The government’s complaint alleges that, from September 2007 through December 2011, Quicken knowingly submitted, or caused the submission of, claims for hundreds of improperly underwritten FHA-insured loans.

The complaint further alleges that Quicken instituted and encouraged an underwriting process that led to employees disregarding FHA rules and falsely certifying compliance with underwriting requirements in order to reap the profits from FHA-insured mortgages.

For example, Quicken allegedly had a “value appeal” process where, when Quicken received an appraised value for a home that was too low to approve a loan, Quicken often requested a specific inflated value from the appraiser with no justification for the increase– even though such a practice was prohibited by the applicable FHA requirements.

Quicken also allegedly granted “management exceptions” whereby managers would allow underwriters to break an FHA rule in order to approve a loan.

The government’s complaint alleges that Quicken’s senior management was aware of these and other problems.

The complaint alleges that Quicken’s Divisional Vice President for Underwriting, the second most senior executive in Quicken’s Operations Department, wrote in an email discussing the value appeal process that “I don’t think the media and any other mortgage company (FNMA, FHA, FMLC) would like the fact we have a team who is responsible to push back on appraisers questioning their appraised values.”

In another email, the same Divisional Vice President for Underwriting wrote to a group of Quicken executives stating that 40 percent of the management exceptions on FHA’s early payment defaults should not have been granted, adding: “we make some really dumb decisions when it comes to client service exceptions.  Example, purchase loan we pulled new credit and the client stopped paying on almost everything and the scores fell by 100 points, we [still] closed it.”

In yet another email discussing an FHA loan, the Operations Director, a senior level executive, explained that the loan was approved based on “bastard income,” which he described as “trying to put some kind of income together that is plausible to the investor even though we know its creation comes from something evil and horrible.”

The government’s complaint alleges that as a result of Quicken’s knowingly deficient mortgage underwriting practices, HUD has already paid millions of dollars of insurance claims on loans improperly underwritten by Quicken, and that there are many additional loans improperly underwritten by Quicken that have become at least 60 days delinquent that could result in further insurance claims on HUD.

For example, the government’s complaint identifies a borrower whose bank account statement showed overdrafts in multiple months and during the loan application process requested a refund of the $400 mortgage application fee so that the borrower would be able to feed the borrower’s family.

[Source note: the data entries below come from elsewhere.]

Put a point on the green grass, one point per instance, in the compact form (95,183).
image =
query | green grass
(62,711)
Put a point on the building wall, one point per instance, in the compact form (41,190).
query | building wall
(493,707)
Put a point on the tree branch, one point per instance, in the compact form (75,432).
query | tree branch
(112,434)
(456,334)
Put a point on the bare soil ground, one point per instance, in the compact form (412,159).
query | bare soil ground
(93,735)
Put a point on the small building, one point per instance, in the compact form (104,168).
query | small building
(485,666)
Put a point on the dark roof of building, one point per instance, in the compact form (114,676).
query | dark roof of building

Nevertheless, Quicken allegedly approved the loan.

The borrower made only five payments before becoming delinquent and as a result, HUD ultimately paid an FHA insurance claim of $93,955.19.

In another example, the complaint identifies a loan where the borrower was cashing out equity through a cash-out refinance.

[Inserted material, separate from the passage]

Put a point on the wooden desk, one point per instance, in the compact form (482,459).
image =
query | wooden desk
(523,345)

Allegedly, Quicken originally received an appraised value of $180,000, but because the borrower wanted to receive more cash, Quicken requested the appraiser to inflate the value by $5,000.

The appraiser allegedly provided Quicken’s requested value of $185,000 even though the only difference between the two appraisals was the appraised value – the comparable sales analysis, and even the date of the appraiser’s signature, remained the same.  Quicken allegedly used the inflated appraisal value to approve the loan.

The borrower was delinquent on his first payment and as a result, HUD ultimately paid an FHA insurance claim of $204,208.

The complaint alleges that Quicken failed to implement an adequate quality control program to identify deficient loans, and that Quicken failed to report to HUD the loans it did identify.

In particular, according to the government’s complaint, despite its obligation to report to HUD all materially deficient loans, during the period from September 2007 to December 2011, Quicken concealed its deficient underwriting practices and failed to report a single underwriting deficiency to the agency.